De la nourriture pourrie aux plaies saignantes, notre aversion pourrait tout simplement être un mécanisme de défense pour éviter d’être contaminé par une maladie infectieuse.
L’un des aspects les plus amusants d’être spécialiste du « dégoût » est de proposer à ses « cobayes » des scénarios répulsifs. Dans une étude récente menée par le professeur Val Curtis, directeur du groupe de santé environnementale à la London School of Hygiene and Tropical Medicine, des volontaires ont été invités à évaluer leurs niveaux de dégoût devant plus de 70 scénarios. Ces derniers allaient d’un vieux chat chauve se frottant contre votre jambe au fait de marcher pieds nus sur une limace, en passant par le fait d’observer quelqu’un tenter d’avoir des relations sexuelles avec un fruit, ou encore le fait de regarder du pus sortir d’une belle plaie. Les résultats publiés cette semaine révèlent alors six catégories de dégoût.

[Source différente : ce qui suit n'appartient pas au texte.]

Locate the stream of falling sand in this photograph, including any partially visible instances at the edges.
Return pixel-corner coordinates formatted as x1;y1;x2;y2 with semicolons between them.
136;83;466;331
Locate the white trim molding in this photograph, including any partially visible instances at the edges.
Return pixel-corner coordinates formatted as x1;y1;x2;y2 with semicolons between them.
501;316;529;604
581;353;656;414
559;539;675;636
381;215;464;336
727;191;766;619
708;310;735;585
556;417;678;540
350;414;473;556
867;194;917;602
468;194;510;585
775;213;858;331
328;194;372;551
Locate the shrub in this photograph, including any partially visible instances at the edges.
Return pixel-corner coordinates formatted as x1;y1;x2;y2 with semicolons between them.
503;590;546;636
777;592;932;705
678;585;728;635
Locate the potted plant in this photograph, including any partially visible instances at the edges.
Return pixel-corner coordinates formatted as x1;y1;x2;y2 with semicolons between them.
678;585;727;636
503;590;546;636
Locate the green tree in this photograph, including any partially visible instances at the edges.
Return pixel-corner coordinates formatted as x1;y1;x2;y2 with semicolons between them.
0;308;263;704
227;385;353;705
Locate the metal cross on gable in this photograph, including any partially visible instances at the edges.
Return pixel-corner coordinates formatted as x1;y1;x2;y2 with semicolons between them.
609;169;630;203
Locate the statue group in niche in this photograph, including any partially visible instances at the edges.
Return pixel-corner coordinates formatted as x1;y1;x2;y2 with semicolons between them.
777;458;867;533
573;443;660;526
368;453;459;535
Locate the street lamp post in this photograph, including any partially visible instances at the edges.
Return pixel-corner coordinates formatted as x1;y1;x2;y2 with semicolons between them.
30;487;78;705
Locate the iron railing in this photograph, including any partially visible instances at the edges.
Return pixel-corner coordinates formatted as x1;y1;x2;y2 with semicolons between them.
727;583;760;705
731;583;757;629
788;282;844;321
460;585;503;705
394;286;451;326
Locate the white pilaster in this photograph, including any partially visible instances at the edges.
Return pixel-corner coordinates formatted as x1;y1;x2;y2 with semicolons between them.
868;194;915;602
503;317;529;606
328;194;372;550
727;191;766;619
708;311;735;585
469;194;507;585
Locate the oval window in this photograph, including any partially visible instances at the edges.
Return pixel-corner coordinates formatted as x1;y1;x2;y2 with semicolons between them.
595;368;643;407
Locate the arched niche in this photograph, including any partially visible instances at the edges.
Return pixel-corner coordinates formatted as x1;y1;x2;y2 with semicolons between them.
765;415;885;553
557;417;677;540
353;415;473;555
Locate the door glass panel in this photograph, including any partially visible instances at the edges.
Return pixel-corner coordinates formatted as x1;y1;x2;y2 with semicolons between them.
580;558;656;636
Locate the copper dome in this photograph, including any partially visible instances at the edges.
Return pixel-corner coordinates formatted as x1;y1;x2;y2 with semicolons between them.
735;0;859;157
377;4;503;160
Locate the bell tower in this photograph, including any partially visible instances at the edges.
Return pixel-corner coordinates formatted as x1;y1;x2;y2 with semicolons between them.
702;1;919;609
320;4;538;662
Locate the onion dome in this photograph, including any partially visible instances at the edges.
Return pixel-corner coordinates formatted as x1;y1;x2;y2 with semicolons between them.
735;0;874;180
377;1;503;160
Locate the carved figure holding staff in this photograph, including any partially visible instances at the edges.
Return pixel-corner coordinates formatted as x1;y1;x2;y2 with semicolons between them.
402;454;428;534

Mauvaise hygiène, animaux vecteurs de maladies (tels que les rats ou les cafards), comportements sexuels, apparence atypique, lésions et signes visibles d’infection et enfin aliments présentant des signes de pourriture, voici les six différentes formes de dégoût trouvées pas les chercheurs. Pour ces derniers, ces émotions répulsives se rapportent toutes à divers types de menaces de maladies infectieuses rencontrées chez nos ancêtres. Par exemple, le fait de manger de la nourriture pourrie menait à des maladies comme le choléra. Un contact intime avec des personnes malpropres risquait de transmettre la lèpre, des pratiques sexuelles exposaient un individu à la syphilis et le contact avec des plaies ouvertes pouvait conduire à la peste ou à l’infection de la variole.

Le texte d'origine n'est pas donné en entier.